Below is the page up for critique on the blog on Thursday. Feel free to chime in with comments, create your own redline (please note the "font colour" button above the posting box, which looks like a drop of ink), and otherwise offer feedback. When offering your feedback, please please remember to be polite and constructive. In order to leave a comment you will need to register an account in the Forums, which should be self-explanatory.
I'll be back later with my own post on the blog and we'll literally be able to compare notes.
If you'd like to enter a page for a future Page Critique, please do so here.
Certain Dark Things
7th Century BC
When the past finally caught up with him, the speed with which it happened was measured in a scant space of seconds.
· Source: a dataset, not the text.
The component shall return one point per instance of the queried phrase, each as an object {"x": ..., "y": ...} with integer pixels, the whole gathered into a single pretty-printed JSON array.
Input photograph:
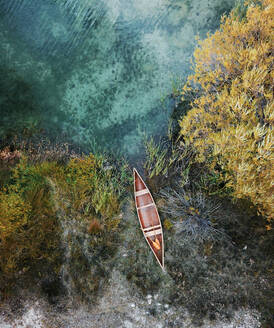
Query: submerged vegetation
[{"x": 37, "y": 198}]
He’d spent the years of his son’s young life fearing this moment, keeping them on the move in the hopes of outrunning divine retribution, only to be forced in the end to watch his son’s life unwind in a meager handful of heartbeats.
When his brothers came for Dumuzid, Eliel knew it the instant before he saw them, felt the shimmer of their presence touch his consciousness, sensed the static charge vibrating across his skin. And he knew why they had come.
He dropped his nets and was in motion before his thoughts could fully coalesce. Climbing from the water, Eliel ran for his son, who stood farther up on the beach. Muzi stood surrounded and unaware of the danger he was in, guileless and smiling in welcome at the strangers that looked so like his father. Eliel sprinted toward them, his feet barely touching the sand. His only thought a frantic prayer.
Oh no, please no, no…
One of them stood behind Muzi as another two took his arms, and Eliel saw his son’s expression change, the smile fading, eyes scrunching in confusion. Eliel saw his brother’s pull Muzi’s chin up and hold it with one hand, pressing the tip of a knife to his neck with the other. His expression smugly satisfied in the knowledge that Eliel could not stop him in time and that Eliel knew it, too.
Eliel screamed Muzi’s name as the knife snicked across the boy’s throat, his arms reaching out only a hands-breadth too short to stop it, a fraction of one interminable, hopeless second too late. At once, they released him and Dumuzid clutched at his neck as the incision began to yawn, his eyes and mouth wide, blood spraying across Eliel’s face and chest, blinding him.